The concern became more worrisome when Buhari emerged the presidential candidate as  many feared that there are some corrupt leaders in the party who may prevail and lord it over him to do their bidding should he win the presidency. In fact, this is essentially why many people have expressed skepticism on Buhari’s candidature.

‘How corrupt APC members will be treated’

A scenario confirming such fear played out in Kaduna on Wednesday, during a town hall meeting attended by the APC leadership, candidates and a mix of Muslims and Christian clerics from the North western zone of the country when a  member of the audience innocuously reminded Buhari about some secular impressions that members of his party and perhaps sponsors who share some affinity with him were also corrupt, meaning that he may be hamstrung in the fight against corruption.

But hardly hard he finished his question than Buhari, ably represented at the meeting by his running mate, Professor Yemi Osinbajo answered to allay the fears of the people. One, if Buhari could do it in his military days, he can do it again. What later followed as the second leg of the answers was, to be fair to Buhari, the most sought after and the modest answer anyone could ever give. Osinbajo declared that Buhari would not spare any corrupt APC member no matter how highly placed either in the party or the society.

“On the issue of corruption, what General Buhari has said categorically is that as far as he is concerned, the day he is sworn-in as president, he would have drawn a line. Anybody who runs foul of the law, anything that is been investigated before will continue as it is.

“If you are found to be corrupt, you will receive the consequence, no matter who you are. Whether you are his brother, sister, his friends there will be consequences. That is what he has said and I think that is in line with the position of the party”, the vice presidential candidate stressed.

In the same vein, the Director, Media and Publicity Directorate of the APC Presidential Campaign Organization, APCPCO, Mallam Garba Shehu who spoke exclusively to Sunday Vanguard on the issue, said that with Buhari as the leader of the country, old things will pass away and all things will be new. He stated that even his “corrupt” friends and political associates would have no choice than to change for good.

“Some people say Buhari cannot fight corruption because of the people around him, I can tell you that the man is determined. And to be fair to all the people around General Buhari, they have submitted themselves to Buhari’s leadership which means they have decided to lead by example, which means that even if they have not been good people in the past that they want to change”, Shehu stated.

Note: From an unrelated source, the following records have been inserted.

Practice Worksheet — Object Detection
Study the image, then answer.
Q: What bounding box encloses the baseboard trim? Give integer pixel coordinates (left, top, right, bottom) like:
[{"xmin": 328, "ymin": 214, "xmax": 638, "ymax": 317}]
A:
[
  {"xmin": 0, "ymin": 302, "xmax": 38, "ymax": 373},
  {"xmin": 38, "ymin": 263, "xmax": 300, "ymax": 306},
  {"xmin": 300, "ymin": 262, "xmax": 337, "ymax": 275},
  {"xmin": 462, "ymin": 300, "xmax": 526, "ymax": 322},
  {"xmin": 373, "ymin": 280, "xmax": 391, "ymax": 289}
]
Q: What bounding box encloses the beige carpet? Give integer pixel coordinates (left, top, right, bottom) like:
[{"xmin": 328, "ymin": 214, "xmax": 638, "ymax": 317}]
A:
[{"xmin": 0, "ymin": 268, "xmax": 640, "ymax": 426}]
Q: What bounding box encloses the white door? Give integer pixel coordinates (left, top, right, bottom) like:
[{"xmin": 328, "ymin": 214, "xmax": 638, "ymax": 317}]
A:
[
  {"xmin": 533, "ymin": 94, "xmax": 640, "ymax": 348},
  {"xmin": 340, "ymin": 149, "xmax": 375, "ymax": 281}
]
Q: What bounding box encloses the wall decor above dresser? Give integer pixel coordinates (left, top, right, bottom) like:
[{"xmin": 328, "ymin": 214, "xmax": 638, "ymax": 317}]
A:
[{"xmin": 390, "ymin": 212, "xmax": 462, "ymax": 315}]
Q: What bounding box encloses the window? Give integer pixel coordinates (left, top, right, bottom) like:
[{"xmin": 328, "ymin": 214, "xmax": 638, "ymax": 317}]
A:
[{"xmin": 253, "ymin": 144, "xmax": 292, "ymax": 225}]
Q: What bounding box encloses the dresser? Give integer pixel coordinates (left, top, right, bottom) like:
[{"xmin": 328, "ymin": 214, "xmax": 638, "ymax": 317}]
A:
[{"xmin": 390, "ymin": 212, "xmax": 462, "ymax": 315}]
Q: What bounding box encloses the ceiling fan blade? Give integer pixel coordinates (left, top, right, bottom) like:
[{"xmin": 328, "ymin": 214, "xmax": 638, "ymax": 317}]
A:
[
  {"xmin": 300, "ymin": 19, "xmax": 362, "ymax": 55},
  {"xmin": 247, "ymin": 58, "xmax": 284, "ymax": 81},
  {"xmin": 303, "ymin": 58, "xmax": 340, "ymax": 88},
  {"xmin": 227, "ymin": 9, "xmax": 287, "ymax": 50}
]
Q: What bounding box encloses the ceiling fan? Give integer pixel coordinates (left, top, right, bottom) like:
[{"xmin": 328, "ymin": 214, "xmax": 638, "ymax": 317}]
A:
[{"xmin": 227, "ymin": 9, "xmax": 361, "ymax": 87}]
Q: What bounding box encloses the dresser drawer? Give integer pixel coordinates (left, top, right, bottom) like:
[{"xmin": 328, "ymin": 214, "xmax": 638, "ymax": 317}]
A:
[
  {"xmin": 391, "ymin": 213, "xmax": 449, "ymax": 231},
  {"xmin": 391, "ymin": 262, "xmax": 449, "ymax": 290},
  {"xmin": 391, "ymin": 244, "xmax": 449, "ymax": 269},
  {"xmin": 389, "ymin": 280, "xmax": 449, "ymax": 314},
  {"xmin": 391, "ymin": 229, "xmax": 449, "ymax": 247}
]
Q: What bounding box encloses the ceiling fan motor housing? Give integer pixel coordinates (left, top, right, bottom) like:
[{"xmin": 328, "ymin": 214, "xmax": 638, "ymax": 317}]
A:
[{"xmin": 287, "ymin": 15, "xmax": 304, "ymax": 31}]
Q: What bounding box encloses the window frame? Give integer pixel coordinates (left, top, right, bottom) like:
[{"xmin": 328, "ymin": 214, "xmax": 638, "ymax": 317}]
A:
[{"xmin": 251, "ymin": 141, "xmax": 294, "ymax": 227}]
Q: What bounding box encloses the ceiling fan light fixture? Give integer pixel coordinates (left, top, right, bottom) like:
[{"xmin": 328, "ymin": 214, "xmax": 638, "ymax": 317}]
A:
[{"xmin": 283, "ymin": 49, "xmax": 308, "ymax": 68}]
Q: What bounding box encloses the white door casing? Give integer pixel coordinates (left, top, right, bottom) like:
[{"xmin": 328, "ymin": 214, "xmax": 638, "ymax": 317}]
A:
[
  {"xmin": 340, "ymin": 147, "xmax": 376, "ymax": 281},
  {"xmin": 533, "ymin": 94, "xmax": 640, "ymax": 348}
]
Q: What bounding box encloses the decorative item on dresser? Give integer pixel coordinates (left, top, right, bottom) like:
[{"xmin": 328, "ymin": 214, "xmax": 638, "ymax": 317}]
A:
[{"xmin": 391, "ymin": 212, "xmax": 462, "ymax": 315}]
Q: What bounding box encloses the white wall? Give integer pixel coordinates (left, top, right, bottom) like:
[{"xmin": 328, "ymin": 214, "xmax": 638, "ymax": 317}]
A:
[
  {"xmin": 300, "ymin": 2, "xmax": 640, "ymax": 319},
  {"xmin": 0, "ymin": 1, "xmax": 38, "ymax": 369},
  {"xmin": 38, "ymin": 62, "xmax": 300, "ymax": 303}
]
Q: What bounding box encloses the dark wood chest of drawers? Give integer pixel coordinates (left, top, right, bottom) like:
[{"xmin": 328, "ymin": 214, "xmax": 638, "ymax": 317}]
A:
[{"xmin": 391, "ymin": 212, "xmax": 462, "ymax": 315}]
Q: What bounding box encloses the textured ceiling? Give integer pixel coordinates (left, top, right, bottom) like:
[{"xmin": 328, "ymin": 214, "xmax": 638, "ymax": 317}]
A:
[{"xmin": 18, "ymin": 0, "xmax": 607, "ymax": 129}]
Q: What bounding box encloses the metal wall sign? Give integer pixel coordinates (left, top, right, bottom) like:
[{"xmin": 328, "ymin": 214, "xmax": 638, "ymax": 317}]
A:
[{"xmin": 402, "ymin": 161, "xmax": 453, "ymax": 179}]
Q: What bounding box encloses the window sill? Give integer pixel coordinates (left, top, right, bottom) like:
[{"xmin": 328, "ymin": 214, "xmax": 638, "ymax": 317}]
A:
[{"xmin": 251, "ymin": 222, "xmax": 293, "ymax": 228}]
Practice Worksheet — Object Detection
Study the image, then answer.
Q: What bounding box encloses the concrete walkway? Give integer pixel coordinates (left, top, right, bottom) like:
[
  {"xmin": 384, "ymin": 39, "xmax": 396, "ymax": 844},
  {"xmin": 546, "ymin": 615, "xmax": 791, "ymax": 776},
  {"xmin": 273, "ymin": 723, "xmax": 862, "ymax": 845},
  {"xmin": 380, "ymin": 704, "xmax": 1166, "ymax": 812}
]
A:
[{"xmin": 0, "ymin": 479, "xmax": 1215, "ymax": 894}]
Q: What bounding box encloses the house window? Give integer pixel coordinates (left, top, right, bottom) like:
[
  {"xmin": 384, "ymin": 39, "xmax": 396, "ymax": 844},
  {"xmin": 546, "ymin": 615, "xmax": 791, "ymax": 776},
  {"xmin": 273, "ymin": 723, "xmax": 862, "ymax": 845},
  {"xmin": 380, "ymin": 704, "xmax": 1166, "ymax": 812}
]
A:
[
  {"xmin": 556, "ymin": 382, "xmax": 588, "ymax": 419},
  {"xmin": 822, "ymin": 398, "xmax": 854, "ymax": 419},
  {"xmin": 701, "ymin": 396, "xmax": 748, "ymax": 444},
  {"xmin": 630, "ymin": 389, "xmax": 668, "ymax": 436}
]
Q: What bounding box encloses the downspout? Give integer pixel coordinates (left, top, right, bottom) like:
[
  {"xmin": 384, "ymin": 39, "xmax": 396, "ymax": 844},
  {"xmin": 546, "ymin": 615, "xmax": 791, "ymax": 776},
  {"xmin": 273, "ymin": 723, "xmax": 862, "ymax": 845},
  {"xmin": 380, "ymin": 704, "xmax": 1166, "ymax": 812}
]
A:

“Isn’t that better than for somebody to stubbornly cling onto old habit and say that the country must not change? The country is presently paying a price for failing to change. So, in all our scriptures, Bible or Quaran, God wants the bad man to change and become a good person. And the bad man who wants to change to become a good person is entitled to that change. He shouldn’t be stopped. So, Buhari wants to lead change and the important area for him is the issue of corruption and he will lead by example as he said at the Chatham House.

“Most of them around him know whom their leader is. And he said it when he addressed the business community in Lagos. He said there is no magic about it. The day they say Buhari is the President of Nigeria, the entire business and governance environment in Nigeria will change. There are people who will say that even if it stealing, we have done enough and now it is over”, Garba said.

Last line

Many analysts believe that Buhari has been exhaustive in his promise to evolve a new Nigeria. Convinced by this, they, therefore, feel that it is indisputable that a man, who has shown so much commitment both in words and deeds to rescue the country from corruption, would eventually poo-pooh. In their reckoning, Buhari, by those revolutionary utterances, dwarfs the controversial theories of Jonathan who has been quoted as saying: “What many Nigerians refer to as corruption is actually stealing.  Stealing is not the same thing as corruption”, and “You do not fight it by locking people in Kirikiri and closing down their businesses.” But would that make any difference? The answer lies in the passage of time.  March 28  is the day of judgment which Nigerians are keenly waiting for.